Are there any harms to lung cancer screening?
- False alarms that lead to unnecessary additional testing
- Out of 1,000 people screened, 356 will have a false alarm.
- 18 of those will undergo invasive procedures for non-malignant disease (biopsies)
- 0.4 will have complications from procedure (bleeding, infection, collapsed lung, etc…)
- Radiation exposure
- LDCT has a lower dose of radiation than a CT chest at 1.4 mSV. However, if there are positive findings on LDCT that require further follow-up, the patient will be exposed to much higher doses of radiation multiple times.
- Finding slow-growing lung cancers that may not have caused symptoms or harmed the patient
- Researchers found that for every 10 lung cancer cases detected via screening, one to two patients are treated for cancer that, in all likelihood, would not have harmed them.
- Findings outside the lungs
- On the CT scan, the radiologist could find other incidental issues such as an enlarged thyroid gland, or an enlarged aorta that need further investigation. It is not known whether detecting these early would affect one’s long-term health.
It is always important to discuss the benefits and risks of lung cancer screening with a physician before undergoing the first low dose radiation scan. Lung cancer screening is not an alternative to quitting smoking. Quitting smoking will decrease the risk of all cancers.
What are electronic cigarettes?
They are cartridges of various types that contain nicotine and other substances – which may include formaldehyde – that create the reaction that leads to smoke in the cartridge.
Are electronic cigarettes as harmful as regular cigarettes?
Preliminary studies are showing that electronic cigarettes cause the same harm over the short term as regular cigarettes. They can lead to increased asthma symptoms, coughing, and wheezing or whistling sounds in the chest.
Because they are relatively new to the market, their long-term harm has not been adequately studied. Research to date indicates that they may pose the same risk of chronic obstructive pulmonary disease (COPD) as regular cigarettes, and that they are associated with a higher risk of cancers than for nonsmokers, although the risk may be lower than smoking regular cigarettes.

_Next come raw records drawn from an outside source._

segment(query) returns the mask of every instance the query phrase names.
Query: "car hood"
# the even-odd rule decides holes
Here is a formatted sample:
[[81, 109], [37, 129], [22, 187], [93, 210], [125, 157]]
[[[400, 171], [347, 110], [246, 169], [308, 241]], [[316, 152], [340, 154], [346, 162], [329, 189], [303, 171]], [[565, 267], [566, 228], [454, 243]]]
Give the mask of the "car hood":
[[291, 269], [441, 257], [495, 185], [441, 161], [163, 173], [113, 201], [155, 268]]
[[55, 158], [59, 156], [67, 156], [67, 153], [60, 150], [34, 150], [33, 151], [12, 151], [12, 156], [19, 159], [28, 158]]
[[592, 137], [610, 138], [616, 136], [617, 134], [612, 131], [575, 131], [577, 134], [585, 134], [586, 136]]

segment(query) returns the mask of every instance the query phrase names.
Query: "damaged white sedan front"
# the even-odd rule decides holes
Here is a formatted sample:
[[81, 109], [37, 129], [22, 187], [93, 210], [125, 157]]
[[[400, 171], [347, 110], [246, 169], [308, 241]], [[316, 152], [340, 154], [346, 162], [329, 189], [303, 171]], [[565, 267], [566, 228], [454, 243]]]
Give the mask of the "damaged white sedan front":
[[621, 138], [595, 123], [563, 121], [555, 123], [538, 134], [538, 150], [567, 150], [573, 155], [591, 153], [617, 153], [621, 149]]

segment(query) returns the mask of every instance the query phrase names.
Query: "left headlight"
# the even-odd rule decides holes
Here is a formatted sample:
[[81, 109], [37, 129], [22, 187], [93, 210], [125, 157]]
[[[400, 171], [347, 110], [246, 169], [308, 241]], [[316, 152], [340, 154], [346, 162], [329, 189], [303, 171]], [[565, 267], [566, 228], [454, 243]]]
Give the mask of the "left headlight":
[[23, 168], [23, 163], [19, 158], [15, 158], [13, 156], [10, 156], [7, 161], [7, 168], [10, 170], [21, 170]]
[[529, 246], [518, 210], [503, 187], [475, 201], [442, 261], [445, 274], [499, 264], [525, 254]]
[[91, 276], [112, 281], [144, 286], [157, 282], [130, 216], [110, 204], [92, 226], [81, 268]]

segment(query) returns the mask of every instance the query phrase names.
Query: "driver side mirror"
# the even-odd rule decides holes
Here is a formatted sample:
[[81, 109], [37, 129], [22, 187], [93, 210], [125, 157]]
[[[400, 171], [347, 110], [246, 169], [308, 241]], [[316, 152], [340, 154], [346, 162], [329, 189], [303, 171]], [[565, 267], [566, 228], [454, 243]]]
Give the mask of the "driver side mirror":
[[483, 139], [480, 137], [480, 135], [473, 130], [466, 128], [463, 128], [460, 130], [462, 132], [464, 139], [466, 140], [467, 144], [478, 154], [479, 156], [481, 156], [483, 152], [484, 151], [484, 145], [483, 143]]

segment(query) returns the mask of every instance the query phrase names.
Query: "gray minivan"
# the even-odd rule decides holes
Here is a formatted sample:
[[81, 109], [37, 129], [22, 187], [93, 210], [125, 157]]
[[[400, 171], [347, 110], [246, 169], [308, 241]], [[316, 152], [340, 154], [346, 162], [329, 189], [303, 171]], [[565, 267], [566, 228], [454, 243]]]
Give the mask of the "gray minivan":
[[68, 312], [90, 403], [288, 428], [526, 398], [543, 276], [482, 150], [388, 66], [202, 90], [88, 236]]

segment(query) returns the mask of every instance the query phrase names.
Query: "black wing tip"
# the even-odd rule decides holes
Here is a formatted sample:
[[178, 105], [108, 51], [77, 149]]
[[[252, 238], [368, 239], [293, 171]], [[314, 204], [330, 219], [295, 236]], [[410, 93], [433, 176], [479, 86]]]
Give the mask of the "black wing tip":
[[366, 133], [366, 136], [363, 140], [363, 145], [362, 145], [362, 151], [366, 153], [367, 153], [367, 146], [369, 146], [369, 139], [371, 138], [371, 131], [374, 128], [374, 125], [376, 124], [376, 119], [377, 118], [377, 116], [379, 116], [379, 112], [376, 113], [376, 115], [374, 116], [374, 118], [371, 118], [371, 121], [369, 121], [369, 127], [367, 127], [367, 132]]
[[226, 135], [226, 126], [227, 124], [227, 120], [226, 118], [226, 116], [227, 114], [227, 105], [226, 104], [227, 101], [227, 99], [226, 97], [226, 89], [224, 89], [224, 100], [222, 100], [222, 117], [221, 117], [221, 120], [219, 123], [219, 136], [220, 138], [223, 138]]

Should I try electronic cigarettes?
If you are not a smoker, you should not try them as they will lead to addiction and to potential harmful effects over the short and long term. If you are a smoker and want to quit, they may be a slightly safer alternative to smoking.
Dr. Khalil Diab is clinical associate professor in the Department of Internal Medicine, Division of Pulmonary Diseases & Critical Care Medicine at the LAU Gilbert and Rose-Marie Chagoury School of Medicine. He specializes in interventional pulmonology with a focus on the diagnosis, staging, genomic analysis, and bronchoscopic treatment of lung cancer.